The problem with giving legal privileges based on someone’s “status” as a journalist is that it simply doesn’t make sense in light of the communications environment we live in today. Thanks to the Internet, there is no rational way to differentiate journalists from non-journalists. And further, there is no good reason to try to do it.
Groups like the Society for Professional Journalists (SPJ) have an obvious incentive to try to draw a line in the sand between so-called “professional journalists” and everyone else. The more the law distinguishes professional journalists from the general public, the easier it will be for the establishment media to maintain relevancy by capitalizing on special legal privileges and exclusive access to events and public figures. (That probably explains why the SPJ raised $30,000 in support of this bill in the last year alone.)
But the reality is that we live in an age where anyone can break an important story regardless of whether they make a substantial portion of their living from journalist (as required by the House version of the statute) or whether they regularly engage in journalism (as required by the Senate version). The theory behind the shield law is that it negates the chilling effect on investigative reporting that occurs when journalists are required to reveal their confidential sources in response to government subpoenas. Leaving aside the question of whether this chilling effect is legitimate (something I think most journalists and First Amendment advocates presume reflexively), limiting these protections to an arbitrarily-defined professional class means the only chilling effect we are worried about is one that affects certain speakers. While Jane Mayer from the New Yorker may depend on a shield law more often than Joe Schmoe Citizen Blogger, First Amendment protections are typically not limited to those who need them more often. There is no valid justification for placing a higher First Amendment value on the output of professional journalists.

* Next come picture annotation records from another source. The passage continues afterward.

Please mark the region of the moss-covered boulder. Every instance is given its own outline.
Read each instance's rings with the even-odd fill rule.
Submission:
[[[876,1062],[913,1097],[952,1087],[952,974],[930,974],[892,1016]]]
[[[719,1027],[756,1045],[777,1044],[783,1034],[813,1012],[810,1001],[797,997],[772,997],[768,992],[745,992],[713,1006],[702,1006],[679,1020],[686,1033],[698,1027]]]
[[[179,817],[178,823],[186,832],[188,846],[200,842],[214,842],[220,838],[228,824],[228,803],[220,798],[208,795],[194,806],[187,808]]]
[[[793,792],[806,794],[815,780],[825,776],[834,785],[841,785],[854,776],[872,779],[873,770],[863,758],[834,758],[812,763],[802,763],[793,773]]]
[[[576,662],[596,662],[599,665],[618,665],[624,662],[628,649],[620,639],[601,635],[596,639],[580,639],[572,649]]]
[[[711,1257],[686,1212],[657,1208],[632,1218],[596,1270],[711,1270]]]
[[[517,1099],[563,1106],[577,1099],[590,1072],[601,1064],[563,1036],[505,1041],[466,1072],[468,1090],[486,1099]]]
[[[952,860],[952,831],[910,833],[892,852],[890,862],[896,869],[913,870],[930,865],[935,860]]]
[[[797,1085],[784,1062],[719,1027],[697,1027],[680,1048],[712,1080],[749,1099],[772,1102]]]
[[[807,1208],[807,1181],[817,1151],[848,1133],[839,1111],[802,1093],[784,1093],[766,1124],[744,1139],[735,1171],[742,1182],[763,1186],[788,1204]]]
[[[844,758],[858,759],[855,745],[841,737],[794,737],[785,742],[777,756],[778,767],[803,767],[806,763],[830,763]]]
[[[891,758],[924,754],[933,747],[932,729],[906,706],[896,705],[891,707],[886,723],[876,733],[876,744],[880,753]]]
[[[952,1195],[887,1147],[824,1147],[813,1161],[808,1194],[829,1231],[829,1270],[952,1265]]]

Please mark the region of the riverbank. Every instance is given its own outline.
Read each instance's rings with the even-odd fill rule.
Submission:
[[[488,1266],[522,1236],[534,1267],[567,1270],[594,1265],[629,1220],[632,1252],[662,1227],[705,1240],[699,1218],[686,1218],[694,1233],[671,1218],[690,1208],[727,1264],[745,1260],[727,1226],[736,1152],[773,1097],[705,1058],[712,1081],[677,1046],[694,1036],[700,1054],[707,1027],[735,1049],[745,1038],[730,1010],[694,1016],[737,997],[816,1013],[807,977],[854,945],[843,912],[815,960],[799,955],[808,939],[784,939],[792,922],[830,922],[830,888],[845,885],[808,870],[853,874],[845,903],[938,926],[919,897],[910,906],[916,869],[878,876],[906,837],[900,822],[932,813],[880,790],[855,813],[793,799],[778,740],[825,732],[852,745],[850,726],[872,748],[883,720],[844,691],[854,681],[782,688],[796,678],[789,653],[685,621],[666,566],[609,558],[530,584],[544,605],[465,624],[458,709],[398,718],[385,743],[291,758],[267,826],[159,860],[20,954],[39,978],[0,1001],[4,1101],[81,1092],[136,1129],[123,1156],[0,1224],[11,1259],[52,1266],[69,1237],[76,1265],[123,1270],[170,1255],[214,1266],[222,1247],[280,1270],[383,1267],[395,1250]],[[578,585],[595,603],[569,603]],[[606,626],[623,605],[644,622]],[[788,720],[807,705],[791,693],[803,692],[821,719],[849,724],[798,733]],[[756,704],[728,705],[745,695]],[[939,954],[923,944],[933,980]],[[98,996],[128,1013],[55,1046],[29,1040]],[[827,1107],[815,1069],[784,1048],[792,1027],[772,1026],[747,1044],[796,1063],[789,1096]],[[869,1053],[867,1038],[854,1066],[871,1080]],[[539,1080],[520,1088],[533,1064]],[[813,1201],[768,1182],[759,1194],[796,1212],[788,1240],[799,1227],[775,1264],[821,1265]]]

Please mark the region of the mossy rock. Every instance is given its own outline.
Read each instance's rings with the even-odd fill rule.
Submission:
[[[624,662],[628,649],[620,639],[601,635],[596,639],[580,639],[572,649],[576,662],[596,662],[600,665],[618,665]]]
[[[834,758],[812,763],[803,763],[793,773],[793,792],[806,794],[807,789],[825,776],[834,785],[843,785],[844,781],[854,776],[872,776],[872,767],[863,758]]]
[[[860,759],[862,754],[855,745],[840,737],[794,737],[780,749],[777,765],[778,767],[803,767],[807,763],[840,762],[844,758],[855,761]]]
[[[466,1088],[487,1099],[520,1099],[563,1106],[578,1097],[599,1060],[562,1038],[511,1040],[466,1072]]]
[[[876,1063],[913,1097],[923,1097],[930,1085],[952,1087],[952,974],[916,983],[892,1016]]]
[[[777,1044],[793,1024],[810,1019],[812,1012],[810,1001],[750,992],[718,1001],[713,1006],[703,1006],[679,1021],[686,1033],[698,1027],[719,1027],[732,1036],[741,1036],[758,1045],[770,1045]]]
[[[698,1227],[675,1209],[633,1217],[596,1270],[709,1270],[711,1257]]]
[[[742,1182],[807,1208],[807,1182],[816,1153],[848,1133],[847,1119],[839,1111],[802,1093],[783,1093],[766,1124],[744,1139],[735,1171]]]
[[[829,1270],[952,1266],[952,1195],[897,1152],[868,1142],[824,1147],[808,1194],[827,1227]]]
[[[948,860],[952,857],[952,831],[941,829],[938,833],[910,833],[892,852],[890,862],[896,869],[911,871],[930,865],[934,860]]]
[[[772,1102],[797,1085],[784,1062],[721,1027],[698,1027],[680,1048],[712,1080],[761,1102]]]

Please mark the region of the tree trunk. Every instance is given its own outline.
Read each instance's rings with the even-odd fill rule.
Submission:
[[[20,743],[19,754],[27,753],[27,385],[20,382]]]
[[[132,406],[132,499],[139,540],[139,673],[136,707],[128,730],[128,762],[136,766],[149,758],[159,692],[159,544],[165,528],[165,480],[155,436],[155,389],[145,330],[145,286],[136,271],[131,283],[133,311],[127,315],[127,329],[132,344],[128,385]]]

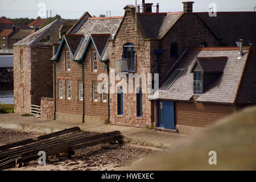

Of course, this argument doesn’t rule out the option of creating a generally applicable shield law that is triggered purely by the content produced by the person claiming the privilege. If the confidential source is used to reveal important matters of public interest to the general public, then the reporter of the information could depend on the shield regardless of whether it is the first or 1000th piece of journalism she has created. This approach would introduce a host of new problems, however, and it is probably the kind of expansive protection that has made Congress reluctant to pass a federal shield law since the idea first gained traction in the 1970s. But unless we intend to unjustifiably prop up the privileged status of the press in our democracy, it is the only kind of shield law worth considering.